No one has seen an otter here for 30 years. I couldn’t decide whether to rush out and tell everyone or whether to keep it to myself, like when you find a new cebicheria.
The otter, which slipped into the pond with the wild immigrant ducks from Canada, was “a fish with two kinds of lungs,” Fernando, our nurseryman said, adding that it was “silvery”. That tells you how long it’s been since countrymen round Urubamba, 2,800 metres above sea level, have seen an otter on the banks of the Rio Vilcanota. Sra. Ana, our housekeeper, was less imaginative and more accurate: “It was like a cat, brownish with a flat tail, like on the telly.”
Now, we all know that the Rio Vilcanota, which runs from way up behind Cuzco and is the main river for the Sacred Valley, including Machu Picchu, is filthy, heavily polluted and getting worse. Most of the effluent, industrial waste as well as raw sewage, comes straight out of Cuzco itself via the Rio Huatanay, a tributary which is these days just a smelly ditch.
I’m surprised, for a start, that there are any fish left for an otter to eat. So we have to suppose that the fish, trout invariably, and the otter are going to the trouble of adapting to civilization.

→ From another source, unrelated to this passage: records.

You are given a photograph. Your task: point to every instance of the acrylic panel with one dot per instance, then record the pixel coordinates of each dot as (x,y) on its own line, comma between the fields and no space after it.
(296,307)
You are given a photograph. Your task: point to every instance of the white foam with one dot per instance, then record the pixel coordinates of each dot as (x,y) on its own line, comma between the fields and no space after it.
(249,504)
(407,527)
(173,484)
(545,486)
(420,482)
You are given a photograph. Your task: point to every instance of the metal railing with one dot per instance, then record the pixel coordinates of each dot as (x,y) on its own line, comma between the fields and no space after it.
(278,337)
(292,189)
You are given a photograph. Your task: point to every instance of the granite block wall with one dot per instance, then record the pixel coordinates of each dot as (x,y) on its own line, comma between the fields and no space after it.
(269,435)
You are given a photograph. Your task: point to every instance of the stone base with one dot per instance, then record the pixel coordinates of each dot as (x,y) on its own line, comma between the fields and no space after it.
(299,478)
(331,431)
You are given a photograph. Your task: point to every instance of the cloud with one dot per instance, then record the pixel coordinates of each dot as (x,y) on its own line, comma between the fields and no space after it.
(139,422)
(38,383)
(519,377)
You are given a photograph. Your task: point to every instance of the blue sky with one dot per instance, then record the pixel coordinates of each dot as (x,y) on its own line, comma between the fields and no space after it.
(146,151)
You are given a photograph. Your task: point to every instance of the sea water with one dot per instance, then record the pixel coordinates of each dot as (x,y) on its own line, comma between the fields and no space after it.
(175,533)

There are trout in all the cold mountain streams that bring the snowmelt down to the main river. The other day I met a 10-year-old girl and her four-year-old sister up in the Chicon valley carrying an old paint bucket with half a dozen trout between 15 and 20 centimetres long swimming around. She’d caught five and the tiny sister one, she explained, by lying on the bank and holding her hand in a pool until a trout floats into her fingers. Then she flips it out over her shoulder. In England, us kids and poachers called this “tickling” trout.
Coincidently, the New York Times the other day reported that a beaver had taken up residence in the river in the Bronx. So my Urubamba otter may not be so strange.

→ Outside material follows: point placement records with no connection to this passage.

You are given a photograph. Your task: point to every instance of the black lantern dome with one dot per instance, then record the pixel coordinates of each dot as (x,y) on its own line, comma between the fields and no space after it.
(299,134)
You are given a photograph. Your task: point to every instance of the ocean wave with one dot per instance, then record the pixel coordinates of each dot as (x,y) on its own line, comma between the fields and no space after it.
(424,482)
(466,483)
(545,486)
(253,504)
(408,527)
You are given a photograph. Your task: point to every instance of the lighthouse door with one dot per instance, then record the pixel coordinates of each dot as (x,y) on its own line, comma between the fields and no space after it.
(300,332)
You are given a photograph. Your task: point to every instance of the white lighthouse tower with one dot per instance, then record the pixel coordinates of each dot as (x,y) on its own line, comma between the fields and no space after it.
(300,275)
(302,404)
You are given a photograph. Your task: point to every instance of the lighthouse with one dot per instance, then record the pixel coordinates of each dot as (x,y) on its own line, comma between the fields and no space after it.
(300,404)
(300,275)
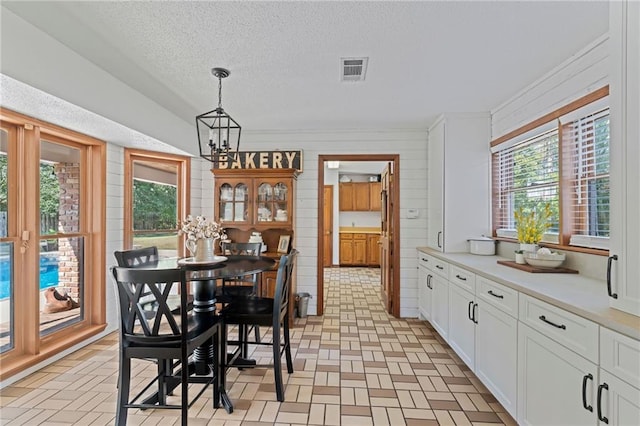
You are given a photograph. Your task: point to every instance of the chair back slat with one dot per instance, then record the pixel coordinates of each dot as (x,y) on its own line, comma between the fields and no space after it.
(244,249)
(138,288)
(283,282)
(137,257)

Otters, rather like owls, are uncommon but universal. You could find them in the marshes of the lower Euphrates, in northern Europe, all over North America and of course in the rivers of South America. There are also sea otters; there are still some left on the coast here. There have been best-sellers about tame otters, like “Tarka the Otter” and “Ring of Bright Water”.
You can still find otters in the more remote corners of the jungle. A couple of years ago the kids and I watched for half an hour a family pack of them in a lake in the Manu Park, over the hills from Urubamba. One of the older otters surfaced as we watched with an impressive two-foot fish flapping in his mouth. He nipped up out of the water onto a fallen tree-trunk a few yards from a crowd of baby otters who immediately started yapping and jumping up and down on their own tree-trunk. After a while the dad chewed down a piece of the fish and then let the cubs come and wolf down the rest of it. I was feeling quite proud of being a dad when my wife said, “I’m pretty sure that was the mother”.

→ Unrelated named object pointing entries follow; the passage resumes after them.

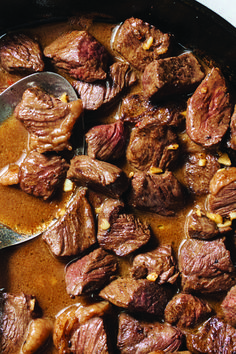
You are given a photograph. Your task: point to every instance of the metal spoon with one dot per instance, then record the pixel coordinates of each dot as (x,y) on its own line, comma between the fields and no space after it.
(53,84)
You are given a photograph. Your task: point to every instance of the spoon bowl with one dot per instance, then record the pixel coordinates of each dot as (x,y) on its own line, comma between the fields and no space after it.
(53,84)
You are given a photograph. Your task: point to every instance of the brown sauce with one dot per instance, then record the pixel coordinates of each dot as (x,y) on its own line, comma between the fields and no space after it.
(31,268)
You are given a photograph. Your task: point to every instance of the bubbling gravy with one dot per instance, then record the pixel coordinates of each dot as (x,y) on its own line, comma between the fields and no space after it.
(30,267)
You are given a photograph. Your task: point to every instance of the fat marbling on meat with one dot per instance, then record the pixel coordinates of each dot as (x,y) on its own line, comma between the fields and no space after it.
(79,54)
(48,120)
(20,54)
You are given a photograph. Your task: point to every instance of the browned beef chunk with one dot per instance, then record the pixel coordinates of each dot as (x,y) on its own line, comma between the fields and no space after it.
(74,232)
(143,337)
(82,330)
(222,198)
(170,76)
(135,107)
(10,175)
(41,175)
(95,95)
(158,265)
(209,110)
(119,232)
(159,193)
(80,54)
(215,336)
(186,310)
(232,142)
(107,141)
(198,225)
(137,295)
(198,171)
(48,120)
(152,145)
(140,43)
(17,310)
(90,273)
(205,266)
(20,54)
(228,307)
(98,175)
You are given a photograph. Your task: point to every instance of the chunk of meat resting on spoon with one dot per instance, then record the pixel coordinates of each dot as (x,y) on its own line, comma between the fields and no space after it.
(90,273)
(170,76)
(144,337)
(20,54)
(98,175)
(119,232)
(99,93)
(158,265)
(209,110)
(79,54)
(206,266)
(160,193)
(82,329)
(222,196)
(48,120)
(74,232)
(106,142)
(140,43)
(41,175)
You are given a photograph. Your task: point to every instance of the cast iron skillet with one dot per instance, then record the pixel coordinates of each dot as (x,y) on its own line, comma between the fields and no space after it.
(194,25)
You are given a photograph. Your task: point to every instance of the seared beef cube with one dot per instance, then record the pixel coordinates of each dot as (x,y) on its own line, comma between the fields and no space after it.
(198,171)
(119,232)
(205,266)
(145,337)
(209,110)
(171,76)
(95,95)
(10,176)
(140,43)
(214,336)
(152,145)
(80,54)
(158,193)
(17,311)
(228,307)
(137,295)
(186,310)
(232,142)
(48,120)
(98,175)
(222,198)
(158,265)
(135,107)
(74,232)
(20,54)
(107,141)
(198,225)
(90,273)
(80,329)
(41,175)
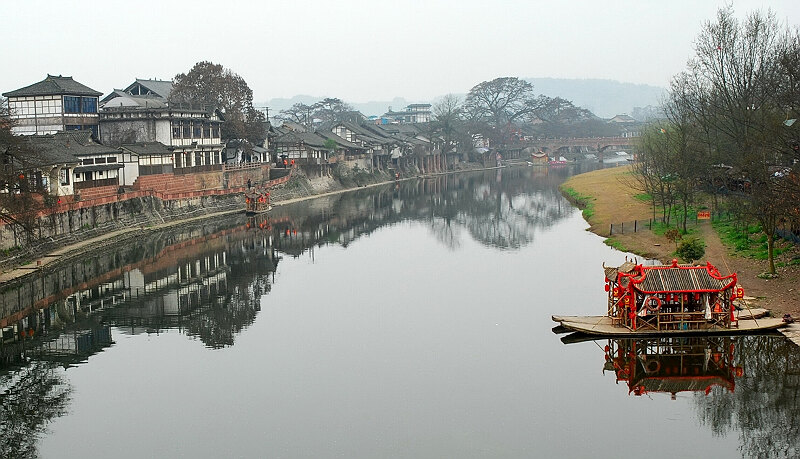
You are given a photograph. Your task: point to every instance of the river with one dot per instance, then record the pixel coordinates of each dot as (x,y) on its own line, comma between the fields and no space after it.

What’s done it in for otters in many parts of the jungle has been the continual dynamiting of lakes and stretches of the rivers, or the use more traditionally of barbasco, a natural poison dumped into the river. Both of them kill everything around. Even though the otters themselves are probably canny enough to escape, there’s no food left for them. Today when people eat fish in and around jungle towns, it’s mostly canned atun from the coast.
I thought of popping over to the local trout farm and pouring a bucket full of fat, ready-to-eat live fish, at S/10 the kilo, into the duck pond. But in the unlikely event that this might work, I’d have been saddled with an otter family. Charming, but as much of a worry as my own kids and possibly almost as expensive.